PAN-Crafter: Learning Modality-Consistent Alignment for PAN-Sharpening

Jeonghyeok Do; Sungpyo Kim; Geunhyuk Youk; Jaehyup Lee; Munchurl Kim

2025 ICCV ICCV 2025

PAN-Crafter: Learning Modality-Consistent Alignment for PAN-Sharpening

Abstract

PAN-sharpening aims to fuse high-resolution panchromatic (PAN) images with low-resolution multi-spectral (MS) images to generate high-resolution multi-spectral (HRMS) outputs. However, cross-modality misalignment---caused by sensor placement, acquisition timing, and resolution disparity---induces a fundamental challenge. Conventional deep learning methods assume perfect pixel-wise alignment and rely on per-pixel reconstruction losses, leading to spectral distortion, double edges, and blurring when misalignment is present. To address this, we propose PAN-Crafter, a modality-consistent alignment framework that explicitly mitigates the misalignment gap between PAN and MS modalities. At its core, Modality-Adaptive Reconstruction (MARs) enables a single network to jointly reconstruct HRMS and PAN images, leveraging PAN's high-frequency details as auxiliary self-supervision. Additionally, we introduce Cross-Modality Alignment-Aware Attention (CM3A), a novel mechanism that bidirectionally aligns MS texture to PAN structure and vice versa, enabling adaptive feature refinement across modalities.
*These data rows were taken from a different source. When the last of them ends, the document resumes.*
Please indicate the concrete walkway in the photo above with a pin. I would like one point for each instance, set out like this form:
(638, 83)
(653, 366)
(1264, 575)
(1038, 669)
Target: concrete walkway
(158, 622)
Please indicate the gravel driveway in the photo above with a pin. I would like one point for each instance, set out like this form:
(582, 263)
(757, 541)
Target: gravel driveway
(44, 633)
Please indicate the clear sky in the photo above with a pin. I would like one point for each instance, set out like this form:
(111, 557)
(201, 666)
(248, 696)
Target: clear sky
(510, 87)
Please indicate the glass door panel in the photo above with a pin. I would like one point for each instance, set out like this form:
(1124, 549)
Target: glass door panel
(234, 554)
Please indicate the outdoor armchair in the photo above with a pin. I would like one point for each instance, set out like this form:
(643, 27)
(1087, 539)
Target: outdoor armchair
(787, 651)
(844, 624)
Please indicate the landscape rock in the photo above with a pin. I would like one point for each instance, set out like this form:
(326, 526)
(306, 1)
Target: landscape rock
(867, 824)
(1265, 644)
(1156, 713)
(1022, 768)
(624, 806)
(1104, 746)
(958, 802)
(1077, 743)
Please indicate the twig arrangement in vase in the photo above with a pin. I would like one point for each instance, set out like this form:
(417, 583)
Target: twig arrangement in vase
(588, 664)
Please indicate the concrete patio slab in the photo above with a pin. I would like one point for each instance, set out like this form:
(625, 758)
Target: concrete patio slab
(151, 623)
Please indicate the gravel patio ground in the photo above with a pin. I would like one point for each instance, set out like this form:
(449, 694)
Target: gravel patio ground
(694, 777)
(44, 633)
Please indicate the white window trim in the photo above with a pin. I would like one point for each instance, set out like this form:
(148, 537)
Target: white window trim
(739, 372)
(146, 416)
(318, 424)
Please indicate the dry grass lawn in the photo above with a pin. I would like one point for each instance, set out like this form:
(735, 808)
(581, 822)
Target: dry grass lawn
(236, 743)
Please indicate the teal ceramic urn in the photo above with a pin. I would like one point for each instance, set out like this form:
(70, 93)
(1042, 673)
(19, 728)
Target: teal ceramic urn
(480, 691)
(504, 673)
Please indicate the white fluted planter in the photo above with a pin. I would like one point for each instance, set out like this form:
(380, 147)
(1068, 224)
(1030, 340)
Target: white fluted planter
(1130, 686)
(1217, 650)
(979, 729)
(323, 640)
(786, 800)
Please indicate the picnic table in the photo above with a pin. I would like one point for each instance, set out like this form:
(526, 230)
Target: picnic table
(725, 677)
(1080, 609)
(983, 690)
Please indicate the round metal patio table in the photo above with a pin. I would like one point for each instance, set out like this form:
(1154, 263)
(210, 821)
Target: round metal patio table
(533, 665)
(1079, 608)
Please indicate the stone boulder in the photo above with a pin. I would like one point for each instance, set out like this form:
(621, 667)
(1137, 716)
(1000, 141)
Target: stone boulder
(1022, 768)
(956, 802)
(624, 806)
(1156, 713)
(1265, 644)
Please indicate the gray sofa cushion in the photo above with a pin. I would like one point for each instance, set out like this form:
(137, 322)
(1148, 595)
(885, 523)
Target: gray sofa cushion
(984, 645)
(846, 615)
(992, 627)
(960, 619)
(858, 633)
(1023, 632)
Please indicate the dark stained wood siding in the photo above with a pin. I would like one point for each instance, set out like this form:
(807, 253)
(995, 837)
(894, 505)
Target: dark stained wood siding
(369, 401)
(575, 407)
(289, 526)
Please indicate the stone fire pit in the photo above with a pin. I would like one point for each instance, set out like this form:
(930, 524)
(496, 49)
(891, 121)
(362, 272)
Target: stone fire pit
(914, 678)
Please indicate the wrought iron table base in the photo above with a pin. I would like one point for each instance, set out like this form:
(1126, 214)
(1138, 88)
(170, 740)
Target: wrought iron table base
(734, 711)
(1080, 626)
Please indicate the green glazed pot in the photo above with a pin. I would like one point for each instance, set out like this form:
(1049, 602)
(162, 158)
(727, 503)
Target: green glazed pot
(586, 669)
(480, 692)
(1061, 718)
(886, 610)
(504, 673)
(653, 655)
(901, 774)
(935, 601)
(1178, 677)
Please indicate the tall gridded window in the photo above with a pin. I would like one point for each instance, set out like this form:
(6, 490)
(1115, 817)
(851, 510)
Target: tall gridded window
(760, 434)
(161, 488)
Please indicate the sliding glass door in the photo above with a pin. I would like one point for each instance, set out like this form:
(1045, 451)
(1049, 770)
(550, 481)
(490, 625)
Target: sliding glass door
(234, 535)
Extensive experiments on multiple benchmark datasets demonstrate that our PAN-Crafter outperforms the most recent state-of-the-art method in all metrics, even with 50.11xfaster inference time and 0.63xthe memory size. Furthermore, it demonstrates strong generalization performance on unseen satellite datasets, showing its robustness across different conditions.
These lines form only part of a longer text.